El tabú de ser hijos de padres que murieron por VIH: «Acabas mintiendo y recurriendo al cáncer antes que al sida»
Las experiencias de quienes perdieron a sus progenitores por esta causa en la crisis de los 80 y 90 están marcadas por el silencio y la vergüenza debido al estigma que heredaron y que sigue reproduciéndose, aunque cada vez son más quienes hacen visible lo que antes escondían
Reportaje – El precio de sobrevivir al VIH
Roy Galán y su hermana melliza Noa ya han vivido a sus 44 años más de lo que vivió su madre.
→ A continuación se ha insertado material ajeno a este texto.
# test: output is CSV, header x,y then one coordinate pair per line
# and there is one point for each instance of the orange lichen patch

Han pasado la frontera final que el verano de 1993 atravesó Sol en la isla canaria en la que vivían con su otra madre, Rosa. Contagiada de VIH hacía unos años y tras varios tomando el primer fármaco antirretroviral comercializado en España, la mujer falleció a los 43 atacada por una enfermedad innombrable. Sol fue una de las 4.227 personas a las que el sida mató aquel año tras bregar con un estigma que se empeña en impregnarlo todo. Lo saben bien quienes lo han heredado, que empiezan a romper con el silencio que ha marcado sus vidas.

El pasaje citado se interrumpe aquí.